The Arc'teryx Theta AR is the most expensive jacket in this review with a price tag of $625.00, but it is also the most heavily featured. In many ways it is very similar to the Arc'teryx Beta AR, but has a much lower hem line that protects better against snow while skiing. The Theta also has an extra mid-back draw cord to snug up the empty space and includes a sleeve pocket and larger interior pocket. It has a GORE-TEX Pro membrane paired with a combination of 80 denier and 40 denier fabrics that make it like a bomb shelter when it comes to weather protection. If you want the single most durable jacket in this review, then look no further, but if you want something that is form fitting and designed to be light, then we recommend something like our Editors' Choice award winner Arc'teryx Alpha FL instead.
Arc'teryx Theta AR Review
Compare prices at 2 resellers Pros: Very protective, durable, lots of pockets, great collar and hood
Cons: Heavy, expensive, very bulky and baggy fit, loud and crinkly
Our Analysis and Test Results
If you intend to live or work in the gnarliest of weather and want a jacket that can protect you from those hard elements for years to come, there is no better jacket in this review than the Theta AR. Its reinforced GORE-TEX Pro, combined with the highest quality construction, ensures that this will be among the longest lasting of your outdoor garments. While it is designed to be versatile and functional for all outdoor activities, it is not a specialist in any one activity. However, none will live up to the moniker of "storm shelter" quite like this one will.
Arc'teryx describes this jacket as a "storm shelter," and we would have to agree. Weather protection is the forte of the Theta AR. In addition to having the highest quality membrane combined with the burliest face fabrics in our review, what sets this jacket apart is the storm hood and high collar. The collar, like the one on the Beta AR, is the comfiest of any we reviewed, making it by far the easiest of any jacket to keep fully zipped up, all the time, with no discomfort or mobility restrictions. The Theta AR features the lowest, and therefore most protective, hemline of any jacket, and like all Arc'teryx jackets, the Velcro quality on the wrist enclosures was top notch. (It's worth noting here that the Beta AR uses the same membrane/face fabric combo as the Theta.)
At 18.1 ounces, the Theta AR is one of the heaviest in this review.

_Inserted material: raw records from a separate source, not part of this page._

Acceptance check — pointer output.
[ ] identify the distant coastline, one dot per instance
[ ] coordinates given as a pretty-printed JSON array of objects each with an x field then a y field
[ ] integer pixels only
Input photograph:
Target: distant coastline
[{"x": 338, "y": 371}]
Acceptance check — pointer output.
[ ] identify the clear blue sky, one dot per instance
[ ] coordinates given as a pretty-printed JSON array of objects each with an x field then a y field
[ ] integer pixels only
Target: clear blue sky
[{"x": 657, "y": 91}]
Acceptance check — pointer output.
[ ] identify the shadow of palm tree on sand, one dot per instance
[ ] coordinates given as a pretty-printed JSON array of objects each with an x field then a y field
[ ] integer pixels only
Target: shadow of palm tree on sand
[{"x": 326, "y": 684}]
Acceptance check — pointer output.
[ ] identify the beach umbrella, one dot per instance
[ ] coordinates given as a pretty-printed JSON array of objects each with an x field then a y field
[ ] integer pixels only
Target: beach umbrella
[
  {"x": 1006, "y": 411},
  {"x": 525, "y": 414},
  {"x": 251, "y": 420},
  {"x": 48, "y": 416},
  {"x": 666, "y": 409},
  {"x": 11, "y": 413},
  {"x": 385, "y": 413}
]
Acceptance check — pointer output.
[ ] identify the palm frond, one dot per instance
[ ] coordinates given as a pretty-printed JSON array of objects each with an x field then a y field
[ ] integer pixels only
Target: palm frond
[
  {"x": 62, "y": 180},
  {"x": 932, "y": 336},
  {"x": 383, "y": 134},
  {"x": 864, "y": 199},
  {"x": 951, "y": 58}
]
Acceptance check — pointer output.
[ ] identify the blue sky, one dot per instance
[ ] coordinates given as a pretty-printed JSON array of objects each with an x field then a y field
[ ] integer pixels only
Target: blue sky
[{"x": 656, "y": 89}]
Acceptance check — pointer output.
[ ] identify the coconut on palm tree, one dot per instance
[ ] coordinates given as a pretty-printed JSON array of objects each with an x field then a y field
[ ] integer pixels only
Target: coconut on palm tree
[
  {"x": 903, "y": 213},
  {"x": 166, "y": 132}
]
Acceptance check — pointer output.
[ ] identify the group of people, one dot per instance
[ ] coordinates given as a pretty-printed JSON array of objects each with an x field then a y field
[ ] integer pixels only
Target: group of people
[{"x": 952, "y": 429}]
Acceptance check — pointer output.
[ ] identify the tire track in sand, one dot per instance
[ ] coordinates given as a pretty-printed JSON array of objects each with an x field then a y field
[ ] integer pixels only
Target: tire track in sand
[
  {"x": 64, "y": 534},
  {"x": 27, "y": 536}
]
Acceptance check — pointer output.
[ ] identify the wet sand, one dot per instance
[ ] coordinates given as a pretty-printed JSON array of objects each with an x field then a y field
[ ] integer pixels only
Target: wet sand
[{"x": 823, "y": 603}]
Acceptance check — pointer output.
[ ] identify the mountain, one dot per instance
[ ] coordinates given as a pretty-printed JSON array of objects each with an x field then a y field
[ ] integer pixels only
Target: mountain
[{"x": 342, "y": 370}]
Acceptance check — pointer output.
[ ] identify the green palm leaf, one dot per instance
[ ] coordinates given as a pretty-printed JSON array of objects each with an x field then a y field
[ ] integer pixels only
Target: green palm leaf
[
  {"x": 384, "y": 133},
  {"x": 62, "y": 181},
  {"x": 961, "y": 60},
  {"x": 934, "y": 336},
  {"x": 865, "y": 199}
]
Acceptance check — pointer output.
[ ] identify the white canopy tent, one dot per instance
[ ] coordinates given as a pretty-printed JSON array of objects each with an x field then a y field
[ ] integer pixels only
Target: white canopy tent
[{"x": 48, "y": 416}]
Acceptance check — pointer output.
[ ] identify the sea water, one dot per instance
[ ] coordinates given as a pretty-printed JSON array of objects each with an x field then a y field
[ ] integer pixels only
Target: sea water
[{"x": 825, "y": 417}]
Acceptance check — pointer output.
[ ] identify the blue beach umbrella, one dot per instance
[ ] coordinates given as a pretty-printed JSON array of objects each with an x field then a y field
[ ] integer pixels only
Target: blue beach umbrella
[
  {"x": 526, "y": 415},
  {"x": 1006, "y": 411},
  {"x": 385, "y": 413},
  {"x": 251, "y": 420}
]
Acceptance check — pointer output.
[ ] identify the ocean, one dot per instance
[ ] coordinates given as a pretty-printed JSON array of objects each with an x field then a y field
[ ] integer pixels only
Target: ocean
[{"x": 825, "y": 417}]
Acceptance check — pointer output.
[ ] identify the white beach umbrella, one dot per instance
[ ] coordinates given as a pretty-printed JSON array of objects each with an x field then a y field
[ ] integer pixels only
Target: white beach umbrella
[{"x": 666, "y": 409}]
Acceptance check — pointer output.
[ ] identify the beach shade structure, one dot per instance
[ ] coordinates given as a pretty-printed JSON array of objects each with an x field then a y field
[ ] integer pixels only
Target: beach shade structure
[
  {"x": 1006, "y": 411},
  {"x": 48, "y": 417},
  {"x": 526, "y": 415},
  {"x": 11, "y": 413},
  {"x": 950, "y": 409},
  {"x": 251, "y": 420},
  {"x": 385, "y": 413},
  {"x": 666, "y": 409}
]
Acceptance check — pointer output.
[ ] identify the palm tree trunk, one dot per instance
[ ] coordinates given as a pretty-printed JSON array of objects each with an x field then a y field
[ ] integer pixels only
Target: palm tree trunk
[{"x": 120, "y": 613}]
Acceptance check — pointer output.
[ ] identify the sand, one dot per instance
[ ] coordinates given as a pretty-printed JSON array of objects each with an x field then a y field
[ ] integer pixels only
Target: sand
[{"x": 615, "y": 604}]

Only the Mountain Hardwear Torsun and REI Shuksan II clocked in heavier. We must say, though, that for being one of the heaviest we tried, it's still a pretty light jacket. The added features and longer length are what make it heavier than the Beta AR, and that difference ended up being the only thing separating the two jackets in score.
Mobility & Fit
We awarded the Theta AR 6 out of a possible 10 points for Mobility and Fit. The GORE-TEX Pro membrane is loud and crinkly, and the jacket is nowhere near as mobile as some of the best, like the Outdoor Research Axiom and Westcomb Shift LT. We did, however, love how the storm hood worked with a helmet. Its four draw strings really help you hone in on the perfect fit. Depending on how tight you cranked it down, the hood either gripped the head and helmet, or let it move freely inside, but regardless, we never had an issue with impaired visibility. What we didn't like about this jacket was what we considered its excessive space and bagginess in the chest and torso. For us there was simply too much jacket for a size large.
Surprisingly, we found the Theta AR to be not as hot as most others while running on the treadmill. We think this may have been due to extra air escaping out the wide neck collar. Likewise, we were unable to find any moisture inside the jacket after the test, proving that it is highly breathable. Just in case conditions are not right for breathability, Arc'teryx also included pit zips under the arms in this model for extra venting.
The Theta AR features a number of things that other jackets do not. It has a very large interior pocket, as well as a sleeve pocket. What we really liked is that it was the only jacket to have a mid-back draw cord that helped us cinch up the excessive bagginess, something that was not present in the Beta AR. The main pockets are two large chest height hand pockets that easily sit well above a harness or waist belt of a pack. All in all, the Theta AR was the most heavily featured jacket we tested, but we found that it was upstaged by some of the more practical features found on the Patagonia Refugitive.
This jacket is designed to be used for any outdoor application, but it is a bit overkill in our minds for anywhere except places where the weather will always be bad, like the coast of Alaska. If weather protection is so important that you are willing to sacrifice other characteristics like mobility and weight, then this is the jacket for you.
The Theta AR will run you $625.00. This price tag makes it the most expensive one in the review. In our opinion, you can find higher performing jackets for less money, making it questionable what sort of value you are getting. Arc'teryx products have long been known as some of the most expensive available, but most people seem to think that they get what they pay for.
The Arc'teryx Theta AR is the most expensive and the burliest jacket included in this review. For the relatively warm and dry climate of Colorado where most of our testing took place, it was not our favorite option. However, in certain climates, this jacket could easily outperform all the others. We liked it slightly better than the Arc'teryx Beta AR because of its longer cut and mid-back draw cord. For only $29.00 more, we think that it is worth the extra money.